1, 2, ... ,923) with or without replacement depending whether [replace] is
TRUE or FALSE. If the [x] argument is numeric (e.g. 923) and size is either undefined
or set equal to 923, the output on the serverside will be a vector of length 923
permuted into a random order. If the [x] argument is a vector, matrix or data.frame on the
serverside and if the [size] argument is set either to 0 or to the length of
the object to be 'sampled' and [replace] is FALSE, then ds.sample will
draw a random sample that includes all rows of the input object but will randomly
permute them. This is how ds.sample enables random permuting as well as random
sub-sampling. When a serverside vector, matrix or data.frame is sampled using ds.sample
3 new columns are appended to the right of the output object. These are:
'in.sample', 'ID.seq', and 'sampling.order'. The first of these is set to
1 whenever a row enters the sample and as a QA test, all values in that column
in the output object should be 1. 'ID.seq' is a sequential numeric ID appended to
the right of the object to be sampled during the running of ds.sample that runs from
1 to the length of the object and will be appended even if there is already
an equivalent sequential ID in the object. The output object is stored in
the same original order as it was before sampling, and so if the first
four elements of 'ID.seq' are 3,4, 6, 15 ... then it means that rows 1 and 2 were
not included in the random sample, but rows 3, 4 were. Row 5 was not included,
6 was included and rows 7-14 were not etc. The 'sampling.order' vector is
of class numeric and indicates the order in which the rows entered the sample:
1 indicates the first row sample, 2 the second etc. The lines of code that follow
create an output object of the same length as the input object (PRWa)
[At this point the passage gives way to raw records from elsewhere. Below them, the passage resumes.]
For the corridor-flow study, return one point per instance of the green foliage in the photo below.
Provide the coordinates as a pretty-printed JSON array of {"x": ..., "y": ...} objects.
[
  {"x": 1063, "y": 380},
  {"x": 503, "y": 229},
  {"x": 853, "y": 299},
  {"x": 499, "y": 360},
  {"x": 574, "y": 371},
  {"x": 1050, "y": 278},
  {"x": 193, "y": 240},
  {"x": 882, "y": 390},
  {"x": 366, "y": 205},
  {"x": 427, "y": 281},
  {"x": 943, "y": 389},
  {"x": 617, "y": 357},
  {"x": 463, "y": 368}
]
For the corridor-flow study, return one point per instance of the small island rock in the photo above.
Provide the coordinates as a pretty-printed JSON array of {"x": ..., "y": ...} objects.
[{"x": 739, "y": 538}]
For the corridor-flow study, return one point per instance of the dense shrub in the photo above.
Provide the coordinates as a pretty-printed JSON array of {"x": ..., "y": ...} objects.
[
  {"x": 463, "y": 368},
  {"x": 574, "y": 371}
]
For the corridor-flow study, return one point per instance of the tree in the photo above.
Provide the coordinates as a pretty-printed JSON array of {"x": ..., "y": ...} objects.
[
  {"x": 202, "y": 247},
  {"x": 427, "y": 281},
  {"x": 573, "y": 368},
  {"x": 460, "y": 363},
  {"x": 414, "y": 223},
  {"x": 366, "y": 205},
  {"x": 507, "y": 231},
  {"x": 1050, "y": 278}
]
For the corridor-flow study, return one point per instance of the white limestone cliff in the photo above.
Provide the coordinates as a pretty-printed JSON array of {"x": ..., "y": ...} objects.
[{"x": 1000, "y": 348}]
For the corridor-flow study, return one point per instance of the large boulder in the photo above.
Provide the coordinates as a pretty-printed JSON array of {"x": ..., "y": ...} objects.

but they join the sample in random order. By sorting the output object (in this
case with the default name 'newobj.sample) using ds.dataFrameSort with the
'sampling.order' vector as the sort key, the output object is rendered
equivalent to PRWa but with the rows randomly permuted (so the column reflecting
the vector 'sample.order' now runs from 1:length of obejct, while the
column reflecting 'ID.seq' denoting the original order is now randomly ordered.
If you need to return to the original order you can simply us ds.dataFrameSort
again using the column reflecting 'ID.seq' as the sort key:
(1) ds.sample('PRWa',size=0,seed.as.integer = 256);
(2) ds.make("newobj.sample$sampling.order","sortkey");
(3) ds.dataFrameSort("newobj.sample","sortkey",newobj="newobj.permuted")
The only additional detail to note is that the original name of the sort key
("newobj.sample$sampling.order") is 28 characters long, and because its
length is tested to check for disclosure risk, this original name will
fail using the usual value for 'nfilter.stringShort' (i.e. 20). This is
why line 2 is inserted to create a copy with a shorter name.